I ran through my mental checklist: Do not ask tons of questions in front of the group that really only pertain to my child. Do not interrupt every point the teacher makes to relate it back to my own child. Definitely do not corner the teacher at the end of her very long day to outline the life history of my child.
Knowing all of this, it came as quite a shock to me that during the next thirty minutes I struggled to avoid doing all of the above. Here are four of things that I desperately wanted to do … but didn’t:
1. The teacher informed us that there will be no newsletters this year because she discovered that parents weren’t really reading them. Instead, she will send text reminders. I immediately wanted to object, “Wait! I will read them. Please! I want to know about his day! Newsletters will be my only way!”
You see, it is very likely that I will never know what happens during my son’s school day because the only thing he managed to tell me about his three days at kindergarten camp this summer was: “I peed in the bathroom.” Because of this, and the fact that I know that much, much more goes on during a school day, I really wanted to voice these thoughts and request a detailed newsletter … but I didn’t.
2. The teacher then explained her discipline policy. The classroom does not have a time-out chair, but instead there is a “re-fill station” for students. Students who struggle to cooperate or interact with classmates appropriately take a break in the back of the room to re-charge and calm down. At this point, I wanted to jump in with, “Do you think you could put some dinosaur books back there? I’m sure my son will be visiting the “re-fill station” on occasion, and he really calms down when he reads his dinosaur books.” I wanted to offer my input … but I didn’t.

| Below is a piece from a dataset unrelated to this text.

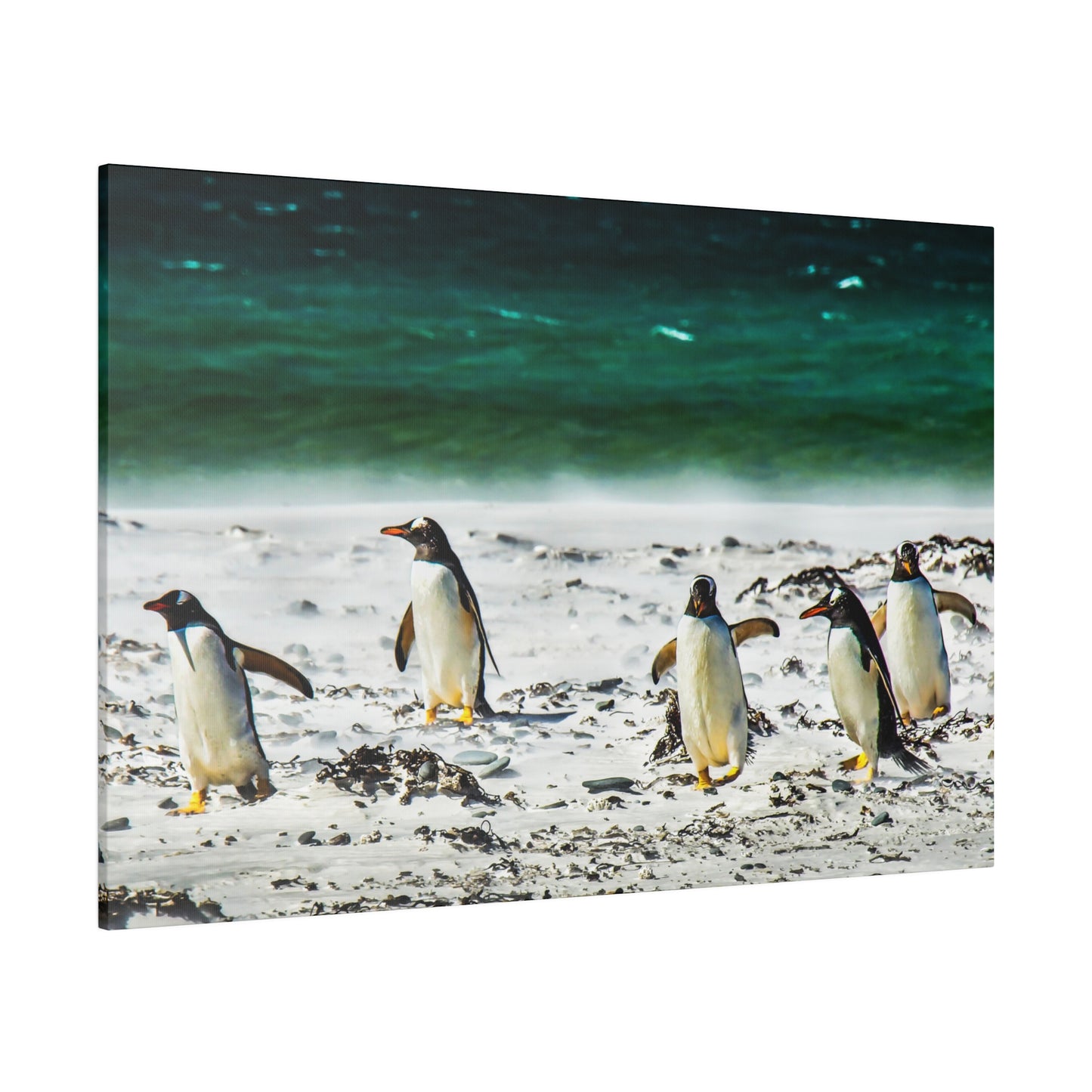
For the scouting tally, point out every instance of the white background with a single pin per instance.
(927, 112)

3. When the teacher mentioned that there will be opportunities for parents to volunteer, I wanted to stand up, wave all of my volunteer clearances in the air, and sign up immediately for each party and event … but I didn’t.
4. At the end, when the teacher asked if anyone had any more questions, I desperately wanted to raise my hand and ask, “What will you do if my son looks sad? What about if he takes too long to answer a question? Could you please just wait a few extra seconds? And, what if he falls and gets hurt? Will you give him a hug?” I wanted to ask all of this, and more …but I didn’t.

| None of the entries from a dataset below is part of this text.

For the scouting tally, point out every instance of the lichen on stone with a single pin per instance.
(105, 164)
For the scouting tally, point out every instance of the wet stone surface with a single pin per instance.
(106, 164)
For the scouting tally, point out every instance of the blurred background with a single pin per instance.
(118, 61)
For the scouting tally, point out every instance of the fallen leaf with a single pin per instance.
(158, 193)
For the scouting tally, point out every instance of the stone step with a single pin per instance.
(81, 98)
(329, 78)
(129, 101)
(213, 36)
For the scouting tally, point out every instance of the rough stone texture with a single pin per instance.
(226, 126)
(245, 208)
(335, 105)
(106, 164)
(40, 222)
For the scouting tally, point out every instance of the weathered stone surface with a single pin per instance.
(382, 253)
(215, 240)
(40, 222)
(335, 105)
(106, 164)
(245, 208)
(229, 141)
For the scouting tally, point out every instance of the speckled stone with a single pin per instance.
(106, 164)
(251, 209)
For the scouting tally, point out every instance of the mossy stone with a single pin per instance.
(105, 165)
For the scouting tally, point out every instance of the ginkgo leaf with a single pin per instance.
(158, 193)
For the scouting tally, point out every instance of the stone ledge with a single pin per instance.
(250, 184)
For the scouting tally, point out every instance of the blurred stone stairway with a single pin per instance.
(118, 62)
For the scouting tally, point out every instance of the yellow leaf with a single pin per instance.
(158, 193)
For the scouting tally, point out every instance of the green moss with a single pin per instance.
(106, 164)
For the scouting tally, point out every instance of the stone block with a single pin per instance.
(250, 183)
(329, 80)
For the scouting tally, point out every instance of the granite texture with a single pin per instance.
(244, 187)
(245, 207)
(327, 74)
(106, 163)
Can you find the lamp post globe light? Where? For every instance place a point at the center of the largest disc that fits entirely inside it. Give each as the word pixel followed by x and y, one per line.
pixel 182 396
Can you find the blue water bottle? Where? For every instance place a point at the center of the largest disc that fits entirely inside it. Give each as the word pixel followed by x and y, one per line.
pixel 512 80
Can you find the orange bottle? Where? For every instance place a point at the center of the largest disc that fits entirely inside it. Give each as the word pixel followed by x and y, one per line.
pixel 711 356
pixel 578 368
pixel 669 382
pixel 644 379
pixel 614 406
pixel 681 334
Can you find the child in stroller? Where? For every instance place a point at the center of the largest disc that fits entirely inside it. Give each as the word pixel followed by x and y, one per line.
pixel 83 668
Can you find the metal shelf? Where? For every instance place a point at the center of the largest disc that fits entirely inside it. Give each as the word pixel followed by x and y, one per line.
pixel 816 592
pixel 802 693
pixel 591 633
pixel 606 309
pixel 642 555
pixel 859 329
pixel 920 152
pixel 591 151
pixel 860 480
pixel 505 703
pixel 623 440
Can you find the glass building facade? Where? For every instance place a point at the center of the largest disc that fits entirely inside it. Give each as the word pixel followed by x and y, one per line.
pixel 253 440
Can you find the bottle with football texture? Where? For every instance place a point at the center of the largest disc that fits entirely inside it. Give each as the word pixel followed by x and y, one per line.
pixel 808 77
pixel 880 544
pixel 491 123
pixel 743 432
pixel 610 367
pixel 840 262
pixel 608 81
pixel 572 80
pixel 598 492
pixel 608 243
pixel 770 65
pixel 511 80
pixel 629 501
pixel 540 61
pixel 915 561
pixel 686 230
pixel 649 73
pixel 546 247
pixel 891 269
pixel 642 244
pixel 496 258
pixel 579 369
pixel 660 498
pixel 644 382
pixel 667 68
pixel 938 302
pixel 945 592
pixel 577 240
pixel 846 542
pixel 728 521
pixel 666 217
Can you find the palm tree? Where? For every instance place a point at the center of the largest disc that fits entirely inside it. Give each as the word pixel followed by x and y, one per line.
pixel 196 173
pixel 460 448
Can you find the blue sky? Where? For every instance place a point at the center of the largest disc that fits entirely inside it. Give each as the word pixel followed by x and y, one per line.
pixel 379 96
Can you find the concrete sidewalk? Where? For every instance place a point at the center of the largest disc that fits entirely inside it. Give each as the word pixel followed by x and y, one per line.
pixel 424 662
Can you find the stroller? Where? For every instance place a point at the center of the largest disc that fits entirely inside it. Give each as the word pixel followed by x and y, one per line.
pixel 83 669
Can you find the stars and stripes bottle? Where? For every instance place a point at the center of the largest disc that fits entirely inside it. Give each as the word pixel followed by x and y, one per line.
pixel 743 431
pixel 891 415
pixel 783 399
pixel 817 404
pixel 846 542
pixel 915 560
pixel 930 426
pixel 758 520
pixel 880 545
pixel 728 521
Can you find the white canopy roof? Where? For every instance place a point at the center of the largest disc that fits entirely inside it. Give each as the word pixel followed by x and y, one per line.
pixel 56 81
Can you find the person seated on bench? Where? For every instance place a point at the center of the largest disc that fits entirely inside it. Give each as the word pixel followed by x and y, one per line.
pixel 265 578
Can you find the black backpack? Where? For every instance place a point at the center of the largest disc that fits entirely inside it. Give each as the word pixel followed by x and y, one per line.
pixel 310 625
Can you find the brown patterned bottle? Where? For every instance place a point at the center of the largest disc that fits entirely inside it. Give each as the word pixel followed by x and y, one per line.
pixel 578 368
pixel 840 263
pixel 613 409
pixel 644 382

There are thousands of things that I want my son’s kindergarten teacher to know because suddenly I feel that my son is completely unprepared to function in a classroom (despite a very successful year of pre-school!). For instance, during kindergarten orientation earlier in the day, the principal introduced herself and reached down to shake my son’s hand. My son looked quizzically at her hand, reached up with his own LEFT hand and gave her an awkward T-Rex claw grip. How did I neglect to teach him this?

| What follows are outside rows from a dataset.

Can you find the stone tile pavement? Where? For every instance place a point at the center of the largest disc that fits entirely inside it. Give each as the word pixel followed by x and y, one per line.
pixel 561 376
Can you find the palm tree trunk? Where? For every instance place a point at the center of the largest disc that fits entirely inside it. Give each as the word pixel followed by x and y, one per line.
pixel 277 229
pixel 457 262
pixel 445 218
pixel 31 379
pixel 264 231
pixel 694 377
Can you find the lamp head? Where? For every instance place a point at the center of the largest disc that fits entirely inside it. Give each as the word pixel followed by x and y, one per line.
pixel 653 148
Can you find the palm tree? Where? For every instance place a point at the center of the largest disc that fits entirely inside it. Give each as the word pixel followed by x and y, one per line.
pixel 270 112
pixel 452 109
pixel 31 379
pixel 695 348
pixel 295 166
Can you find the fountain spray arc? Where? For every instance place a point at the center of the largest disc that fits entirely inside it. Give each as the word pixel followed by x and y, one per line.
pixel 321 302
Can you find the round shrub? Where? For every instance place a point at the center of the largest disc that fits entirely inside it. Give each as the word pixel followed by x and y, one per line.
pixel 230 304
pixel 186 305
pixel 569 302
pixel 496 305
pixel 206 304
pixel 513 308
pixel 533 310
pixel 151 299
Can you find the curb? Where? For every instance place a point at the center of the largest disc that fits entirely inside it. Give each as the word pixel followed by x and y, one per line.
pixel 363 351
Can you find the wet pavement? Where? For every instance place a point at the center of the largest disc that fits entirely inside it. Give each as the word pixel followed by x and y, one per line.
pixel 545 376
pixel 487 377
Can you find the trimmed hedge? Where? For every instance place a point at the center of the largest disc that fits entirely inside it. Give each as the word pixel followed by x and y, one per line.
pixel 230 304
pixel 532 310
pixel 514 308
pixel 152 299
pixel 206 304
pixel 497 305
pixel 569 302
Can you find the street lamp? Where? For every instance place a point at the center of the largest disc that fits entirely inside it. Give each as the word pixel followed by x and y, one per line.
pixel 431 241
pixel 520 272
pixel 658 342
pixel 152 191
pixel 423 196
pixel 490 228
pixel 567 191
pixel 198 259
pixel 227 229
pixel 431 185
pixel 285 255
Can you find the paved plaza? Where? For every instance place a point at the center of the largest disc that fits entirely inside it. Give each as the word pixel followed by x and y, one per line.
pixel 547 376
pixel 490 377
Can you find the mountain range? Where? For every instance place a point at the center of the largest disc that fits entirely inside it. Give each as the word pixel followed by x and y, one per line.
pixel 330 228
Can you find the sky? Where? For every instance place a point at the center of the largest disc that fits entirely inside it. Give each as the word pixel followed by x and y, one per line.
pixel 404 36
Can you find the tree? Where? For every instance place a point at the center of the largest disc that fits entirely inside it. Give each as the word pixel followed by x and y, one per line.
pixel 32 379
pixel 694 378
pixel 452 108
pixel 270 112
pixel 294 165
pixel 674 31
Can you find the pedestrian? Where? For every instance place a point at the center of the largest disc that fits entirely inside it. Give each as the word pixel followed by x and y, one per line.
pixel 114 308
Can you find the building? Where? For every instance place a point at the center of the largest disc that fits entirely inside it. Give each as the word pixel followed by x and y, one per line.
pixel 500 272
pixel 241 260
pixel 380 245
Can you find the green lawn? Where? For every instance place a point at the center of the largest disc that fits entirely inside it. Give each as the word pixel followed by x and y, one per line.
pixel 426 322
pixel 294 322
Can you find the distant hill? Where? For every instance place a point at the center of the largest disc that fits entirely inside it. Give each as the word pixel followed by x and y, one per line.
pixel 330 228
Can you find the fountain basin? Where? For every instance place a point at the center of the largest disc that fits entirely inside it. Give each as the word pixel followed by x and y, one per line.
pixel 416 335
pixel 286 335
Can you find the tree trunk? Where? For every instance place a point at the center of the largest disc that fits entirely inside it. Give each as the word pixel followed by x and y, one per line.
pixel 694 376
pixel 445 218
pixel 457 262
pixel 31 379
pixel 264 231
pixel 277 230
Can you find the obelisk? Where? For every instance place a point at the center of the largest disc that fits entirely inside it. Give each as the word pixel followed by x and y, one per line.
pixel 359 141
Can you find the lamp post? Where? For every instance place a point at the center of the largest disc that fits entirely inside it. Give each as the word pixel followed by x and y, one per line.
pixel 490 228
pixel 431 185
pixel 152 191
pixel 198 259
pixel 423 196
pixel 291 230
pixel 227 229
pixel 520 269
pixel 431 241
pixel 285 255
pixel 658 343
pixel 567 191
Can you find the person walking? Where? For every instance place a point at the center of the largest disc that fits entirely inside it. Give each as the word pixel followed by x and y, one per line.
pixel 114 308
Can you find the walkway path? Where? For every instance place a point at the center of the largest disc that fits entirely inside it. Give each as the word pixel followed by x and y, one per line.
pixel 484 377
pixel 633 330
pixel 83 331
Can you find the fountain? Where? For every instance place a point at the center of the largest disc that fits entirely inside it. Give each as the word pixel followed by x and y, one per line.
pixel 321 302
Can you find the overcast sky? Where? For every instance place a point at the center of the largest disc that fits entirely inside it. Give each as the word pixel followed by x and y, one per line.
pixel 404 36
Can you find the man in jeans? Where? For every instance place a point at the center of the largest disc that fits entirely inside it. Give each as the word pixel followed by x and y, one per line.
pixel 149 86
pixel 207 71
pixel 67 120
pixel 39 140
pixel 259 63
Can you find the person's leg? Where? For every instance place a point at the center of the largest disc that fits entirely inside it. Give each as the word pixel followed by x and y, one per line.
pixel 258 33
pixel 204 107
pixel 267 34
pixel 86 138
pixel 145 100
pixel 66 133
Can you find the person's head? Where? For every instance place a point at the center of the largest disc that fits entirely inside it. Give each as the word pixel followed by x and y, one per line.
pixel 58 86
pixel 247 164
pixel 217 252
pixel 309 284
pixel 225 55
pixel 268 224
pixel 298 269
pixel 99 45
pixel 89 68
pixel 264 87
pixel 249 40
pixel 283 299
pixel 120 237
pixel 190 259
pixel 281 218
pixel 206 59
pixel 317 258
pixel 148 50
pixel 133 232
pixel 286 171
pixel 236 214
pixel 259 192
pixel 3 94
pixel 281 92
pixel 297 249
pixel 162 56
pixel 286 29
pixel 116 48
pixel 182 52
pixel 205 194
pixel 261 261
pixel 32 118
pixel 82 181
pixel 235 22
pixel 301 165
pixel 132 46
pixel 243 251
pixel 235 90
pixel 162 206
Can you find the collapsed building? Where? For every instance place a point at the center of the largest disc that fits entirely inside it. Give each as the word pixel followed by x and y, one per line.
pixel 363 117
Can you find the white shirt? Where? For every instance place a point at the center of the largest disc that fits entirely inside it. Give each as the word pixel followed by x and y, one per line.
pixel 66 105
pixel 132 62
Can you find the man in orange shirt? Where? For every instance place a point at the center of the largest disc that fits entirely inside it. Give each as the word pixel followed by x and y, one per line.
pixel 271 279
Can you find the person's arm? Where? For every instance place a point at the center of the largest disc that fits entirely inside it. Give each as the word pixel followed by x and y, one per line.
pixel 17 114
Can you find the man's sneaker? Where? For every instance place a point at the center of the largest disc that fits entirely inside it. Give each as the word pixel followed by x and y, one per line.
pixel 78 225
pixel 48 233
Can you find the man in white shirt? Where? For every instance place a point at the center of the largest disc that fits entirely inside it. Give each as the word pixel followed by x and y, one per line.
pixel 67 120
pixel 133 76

And earlier this week during library story time, a guest speaker came to play a dinosaur quiz game with the kids. My dino-loving boy was in his element, quickly identifying obscure dinosaurs such as Baryonyx and Zuniceratops. However, during the “meet the players” section of the game, he couldn’t answer the question: “What’s your favorite cereal?” He froze, mumbled incoherently for a bit, and then answered, “Sticky and dry.” What?! How about the Lucky Charms you beg for every time we are in the grocery store, kiddo?
Logically, I know that he is ready and that kindergarten, and this gradual letting go is a natural rite of passage (for him and for me). He will be fine in kindergarten despite not being able to identify a favorite cereal. And, his teacher – his enthusiastic, smart, and kind teacher with 29 years of experience! – will guide and encourage him to succeed to the best of his abilities.
But, it is hard to be the quiet parent when every inch of me is suddenly screaming, “Wait! Not yet! I don’t think he is ready for this.” Of course, what I really mean is: “Wait! Not yet! I don’t think I am ready for this!”
Trusting someone else to teach and care for your child is a giant leap of faith. I know this, and his teacher knows this. So, as I stood to leave the classroom, I restrained myself from telling her about the time my son counted to 199 all by himself. Instead, I simply smiled, said thank you, and waved good-bye. I know this will get easier as each day of school passes, but right now being the quiet parent is so very difficult.